New “Subflow Zone” Map Helps Property Owners Find Info About Water Beneath Their Land

New “Subflow Zone” Map Helps Property Owners Find Info About Water Beneath Their Land
Published
March 10, 2022

 

Map Showing the San Pedro River Watershed and Verde River Watershed

 

A rapidly developing area of hydrogeology involves the underground flow of water. In arid regions of the world, including Arizona, understanding how and where water flows underground is vital, especially for the people living on top of the ground.

Accumulating data that gives us a better “view” of underground water flow is important for understanding how underground flows and surface water sources interact, for example.

Such research also informs the adjudication of water rights in Arizona - a complex but vital area the law that helps determine a property owner’s legal right to surface and underground sources of water.

The Arizona Department of Water Resources’ Adjudications division serves as the technical advisor for the State’s Adjudications Court.

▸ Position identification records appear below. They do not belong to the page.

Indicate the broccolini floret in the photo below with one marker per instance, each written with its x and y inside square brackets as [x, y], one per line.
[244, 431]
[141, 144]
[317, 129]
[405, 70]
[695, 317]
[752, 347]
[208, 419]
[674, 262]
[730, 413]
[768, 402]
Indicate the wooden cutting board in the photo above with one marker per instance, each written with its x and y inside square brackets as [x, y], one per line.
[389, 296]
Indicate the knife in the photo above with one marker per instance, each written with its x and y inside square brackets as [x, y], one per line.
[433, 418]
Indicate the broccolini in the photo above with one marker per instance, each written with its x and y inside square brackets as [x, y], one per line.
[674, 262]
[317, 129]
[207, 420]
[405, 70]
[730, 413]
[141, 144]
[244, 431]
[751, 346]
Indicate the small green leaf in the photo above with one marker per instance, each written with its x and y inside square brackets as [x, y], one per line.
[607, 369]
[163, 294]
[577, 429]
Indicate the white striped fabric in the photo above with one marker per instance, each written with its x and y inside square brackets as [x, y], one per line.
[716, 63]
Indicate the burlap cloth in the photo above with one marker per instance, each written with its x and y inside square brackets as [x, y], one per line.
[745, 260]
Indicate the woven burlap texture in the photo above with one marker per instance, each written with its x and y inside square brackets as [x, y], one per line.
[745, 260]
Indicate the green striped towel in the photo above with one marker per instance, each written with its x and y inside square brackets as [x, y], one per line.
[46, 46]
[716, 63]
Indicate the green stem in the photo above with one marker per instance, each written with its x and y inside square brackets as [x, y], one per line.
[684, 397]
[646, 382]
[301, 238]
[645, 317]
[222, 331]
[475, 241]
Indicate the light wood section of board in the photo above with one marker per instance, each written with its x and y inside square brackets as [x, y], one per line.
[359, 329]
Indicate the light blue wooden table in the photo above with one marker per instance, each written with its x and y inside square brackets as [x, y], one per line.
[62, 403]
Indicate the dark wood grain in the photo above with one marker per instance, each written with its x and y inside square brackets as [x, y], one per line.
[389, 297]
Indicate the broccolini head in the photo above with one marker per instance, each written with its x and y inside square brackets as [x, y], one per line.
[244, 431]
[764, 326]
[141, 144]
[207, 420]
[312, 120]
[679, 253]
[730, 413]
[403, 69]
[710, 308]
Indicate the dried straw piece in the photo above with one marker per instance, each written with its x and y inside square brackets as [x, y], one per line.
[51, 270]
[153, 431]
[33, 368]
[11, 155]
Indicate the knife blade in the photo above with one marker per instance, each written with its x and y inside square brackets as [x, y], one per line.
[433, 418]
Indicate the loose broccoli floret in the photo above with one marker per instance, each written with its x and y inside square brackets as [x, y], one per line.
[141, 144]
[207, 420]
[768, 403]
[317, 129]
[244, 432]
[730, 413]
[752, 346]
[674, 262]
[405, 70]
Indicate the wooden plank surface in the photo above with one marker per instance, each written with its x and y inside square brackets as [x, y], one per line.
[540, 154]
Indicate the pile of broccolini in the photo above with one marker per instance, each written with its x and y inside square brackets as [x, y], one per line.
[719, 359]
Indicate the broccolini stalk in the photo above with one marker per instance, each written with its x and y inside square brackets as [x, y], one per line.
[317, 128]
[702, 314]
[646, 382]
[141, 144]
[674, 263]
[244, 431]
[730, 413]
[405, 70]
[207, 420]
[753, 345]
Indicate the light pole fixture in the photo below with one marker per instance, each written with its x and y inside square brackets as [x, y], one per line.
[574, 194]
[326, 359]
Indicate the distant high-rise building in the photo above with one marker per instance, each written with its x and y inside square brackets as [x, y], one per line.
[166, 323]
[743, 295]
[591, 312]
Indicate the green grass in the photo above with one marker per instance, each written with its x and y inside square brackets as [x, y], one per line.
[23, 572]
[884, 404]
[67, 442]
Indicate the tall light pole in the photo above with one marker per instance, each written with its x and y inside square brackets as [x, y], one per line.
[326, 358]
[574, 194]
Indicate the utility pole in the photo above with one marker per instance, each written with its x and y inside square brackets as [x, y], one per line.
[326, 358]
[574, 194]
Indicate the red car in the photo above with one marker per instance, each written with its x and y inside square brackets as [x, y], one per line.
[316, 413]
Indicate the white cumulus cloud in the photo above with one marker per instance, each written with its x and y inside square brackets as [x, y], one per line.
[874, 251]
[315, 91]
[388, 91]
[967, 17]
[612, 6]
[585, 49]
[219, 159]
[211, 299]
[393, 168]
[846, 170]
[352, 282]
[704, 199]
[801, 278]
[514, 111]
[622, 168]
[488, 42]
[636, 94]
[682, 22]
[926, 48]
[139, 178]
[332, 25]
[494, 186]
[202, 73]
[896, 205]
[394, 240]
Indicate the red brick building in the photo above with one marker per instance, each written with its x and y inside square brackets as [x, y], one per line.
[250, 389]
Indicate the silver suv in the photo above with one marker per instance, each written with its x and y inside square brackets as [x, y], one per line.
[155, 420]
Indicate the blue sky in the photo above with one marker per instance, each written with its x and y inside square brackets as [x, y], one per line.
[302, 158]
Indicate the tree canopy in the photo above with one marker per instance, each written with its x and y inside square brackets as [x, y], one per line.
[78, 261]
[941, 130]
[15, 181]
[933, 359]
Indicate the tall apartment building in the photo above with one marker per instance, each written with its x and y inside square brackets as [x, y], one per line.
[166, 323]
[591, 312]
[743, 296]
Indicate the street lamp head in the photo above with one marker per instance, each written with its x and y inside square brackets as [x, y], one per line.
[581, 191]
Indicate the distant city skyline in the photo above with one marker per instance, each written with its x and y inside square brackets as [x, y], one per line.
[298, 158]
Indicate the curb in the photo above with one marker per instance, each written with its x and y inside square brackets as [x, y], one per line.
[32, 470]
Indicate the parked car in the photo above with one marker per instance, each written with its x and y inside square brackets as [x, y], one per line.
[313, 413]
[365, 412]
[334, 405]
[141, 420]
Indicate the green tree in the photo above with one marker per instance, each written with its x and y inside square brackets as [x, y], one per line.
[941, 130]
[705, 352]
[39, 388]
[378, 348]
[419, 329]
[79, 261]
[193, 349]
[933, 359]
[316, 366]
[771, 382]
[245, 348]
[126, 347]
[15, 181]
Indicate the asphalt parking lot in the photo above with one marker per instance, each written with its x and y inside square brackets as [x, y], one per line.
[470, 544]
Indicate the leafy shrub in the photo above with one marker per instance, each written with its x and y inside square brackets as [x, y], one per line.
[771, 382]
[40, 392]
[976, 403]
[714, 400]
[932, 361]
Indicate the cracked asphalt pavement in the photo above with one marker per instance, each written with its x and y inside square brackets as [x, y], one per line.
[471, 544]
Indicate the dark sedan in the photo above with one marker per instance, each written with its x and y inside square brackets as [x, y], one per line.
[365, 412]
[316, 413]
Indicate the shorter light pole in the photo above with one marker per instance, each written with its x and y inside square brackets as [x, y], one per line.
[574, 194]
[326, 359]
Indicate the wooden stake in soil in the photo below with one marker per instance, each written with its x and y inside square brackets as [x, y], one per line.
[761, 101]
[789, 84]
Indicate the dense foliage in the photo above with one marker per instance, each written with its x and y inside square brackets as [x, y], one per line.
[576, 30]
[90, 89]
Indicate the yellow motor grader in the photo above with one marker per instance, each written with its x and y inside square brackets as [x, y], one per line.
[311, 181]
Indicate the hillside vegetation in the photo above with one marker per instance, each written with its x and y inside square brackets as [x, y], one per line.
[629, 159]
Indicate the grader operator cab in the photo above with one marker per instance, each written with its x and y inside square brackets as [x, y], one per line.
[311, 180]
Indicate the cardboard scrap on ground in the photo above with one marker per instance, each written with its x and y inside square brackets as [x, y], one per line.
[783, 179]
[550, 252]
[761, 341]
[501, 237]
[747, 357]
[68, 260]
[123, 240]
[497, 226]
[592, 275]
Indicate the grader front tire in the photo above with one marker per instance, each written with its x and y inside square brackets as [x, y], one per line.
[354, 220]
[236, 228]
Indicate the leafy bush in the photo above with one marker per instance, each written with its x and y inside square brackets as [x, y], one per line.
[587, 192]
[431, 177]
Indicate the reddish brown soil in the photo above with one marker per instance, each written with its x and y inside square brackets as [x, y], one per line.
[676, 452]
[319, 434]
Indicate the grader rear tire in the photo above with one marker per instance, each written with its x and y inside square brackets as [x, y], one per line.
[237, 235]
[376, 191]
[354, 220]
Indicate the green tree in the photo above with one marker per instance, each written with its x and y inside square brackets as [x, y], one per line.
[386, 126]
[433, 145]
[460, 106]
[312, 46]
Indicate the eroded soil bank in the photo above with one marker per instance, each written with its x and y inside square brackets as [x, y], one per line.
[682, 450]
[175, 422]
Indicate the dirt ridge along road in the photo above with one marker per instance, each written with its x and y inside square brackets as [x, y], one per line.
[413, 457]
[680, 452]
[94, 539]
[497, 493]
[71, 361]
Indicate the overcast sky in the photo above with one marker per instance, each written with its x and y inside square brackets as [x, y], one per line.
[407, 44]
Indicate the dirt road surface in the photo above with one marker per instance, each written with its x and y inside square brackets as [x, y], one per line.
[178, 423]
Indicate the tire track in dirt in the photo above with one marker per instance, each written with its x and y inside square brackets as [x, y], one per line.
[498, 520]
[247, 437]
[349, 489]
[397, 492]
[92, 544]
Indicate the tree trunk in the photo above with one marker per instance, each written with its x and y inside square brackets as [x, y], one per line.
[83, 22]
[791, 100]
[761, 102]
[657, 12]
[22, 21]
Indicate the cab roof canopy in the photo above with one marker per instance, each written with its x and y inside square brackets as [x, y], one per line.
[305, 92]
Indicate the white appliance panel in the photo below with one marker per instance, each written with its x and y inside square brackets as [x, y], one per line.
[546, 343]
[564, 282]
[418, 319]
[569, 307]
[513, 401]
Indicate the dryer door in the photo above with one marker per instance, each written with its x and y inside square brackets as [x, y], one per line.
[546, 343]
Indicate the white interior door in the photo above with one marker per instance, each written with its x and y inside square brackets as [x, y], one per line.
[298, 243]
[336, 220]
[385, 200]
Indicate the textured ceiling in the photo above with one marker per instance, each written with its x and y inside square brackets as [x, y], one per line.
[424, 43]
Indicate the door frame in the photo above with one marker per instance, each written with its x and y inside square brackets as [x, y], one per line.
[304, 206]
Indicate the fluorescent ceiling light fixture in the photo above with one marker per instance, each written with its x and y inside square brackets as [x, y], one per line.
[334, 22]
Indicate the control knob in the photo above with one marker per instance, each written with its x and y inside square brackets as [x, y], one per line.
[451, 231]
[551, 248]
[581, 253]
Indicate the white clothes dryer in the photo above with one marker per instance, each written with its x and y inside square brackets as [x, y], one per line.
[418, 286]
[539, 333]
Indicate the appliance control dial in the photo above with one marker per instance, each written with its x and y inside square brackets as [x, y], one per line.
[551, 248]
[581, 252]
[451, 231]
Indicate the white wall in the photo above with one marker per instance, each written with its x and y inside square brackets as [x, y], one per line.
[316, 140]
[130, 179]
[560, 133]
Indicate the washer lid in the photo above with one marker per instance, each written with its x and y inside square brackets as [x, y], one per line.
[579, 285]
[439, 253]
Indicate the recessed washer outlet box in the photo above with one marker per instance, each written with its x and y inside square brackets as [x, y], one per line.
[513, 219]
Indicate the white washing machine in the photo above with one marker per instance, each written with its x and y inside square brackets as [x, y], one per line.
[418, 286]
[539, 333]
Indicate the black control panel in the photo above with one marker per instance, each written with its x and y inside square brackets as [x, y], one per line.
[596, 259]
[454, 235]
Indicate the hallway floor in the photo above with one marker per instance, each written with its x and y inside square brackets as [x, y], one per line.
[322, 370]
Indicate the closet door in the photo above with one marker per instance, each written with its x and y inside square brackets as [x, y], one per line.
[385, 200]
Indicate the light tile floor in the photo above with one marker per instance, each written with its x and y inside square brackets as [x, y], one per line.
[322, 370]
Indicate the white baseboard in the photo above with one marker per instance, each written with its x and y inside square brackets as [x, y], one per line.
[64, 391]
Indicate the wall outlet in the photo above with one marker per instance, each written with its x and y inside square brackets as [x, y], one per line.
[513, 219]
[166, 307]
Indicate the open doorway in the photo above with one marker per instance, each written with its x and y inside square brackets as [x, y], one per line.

As such, ADWR provides maps and reports at the request of the Court to assist in the adjudication of those water rights within Arizona.   

On December 30, 2021 ADWR Adjudications released a subflow zone report for a portion of the Verde River watershed.  The report was intended to assist the Court in distinguishing between subflow and other underground water consistent with Arizona law.  The report includes maps showing the proposed subflow zone.

The report garnered a great deal of attention. Since the release of the report, ADWR Adjudications has received over 300 inquiries about it, mainly from landowners within the Verde River watershed, an area that includes hundreds of unresolved water-rights claims. By and large, those inquiring property owners wanted to know whether or not their property fell within the proposed subflow zone.

 

The San Pedro Riparian National Conservation Area. Photo: Bob Wick, BLM California CC BY 2.0

 

With the assistance of the Department’s IT team, ADWR Adjudications set out to assist those landowners in determining whether or not their properties fall within the proposed subflow zone. Adjudications has posted the fruit of that effort - an interactive map now available on the Department's website - that allows the public to zoom into the areas covered by the proposed subflow zone. 

The map allows the public to see the boundary of the subflow zone laid over a more familiar topo or street map.  The map also allows users to enter an address to allow them to more specifically see where the proposed subflow zone is located in relation to their property.  

The map includes more than just the proposed Verde subflow zone, however.

It also includes the approved San Pedro subflow zone, so that landowners in the San Pedro River watershed can also see where their property is located in relation to the subflow zone. 

Finally, the site also includes a data download of both of the subflow zone maps, so that users with GIS software can access the data.  Previously, obtaining these data downloads required the submission of a public records request to the Department.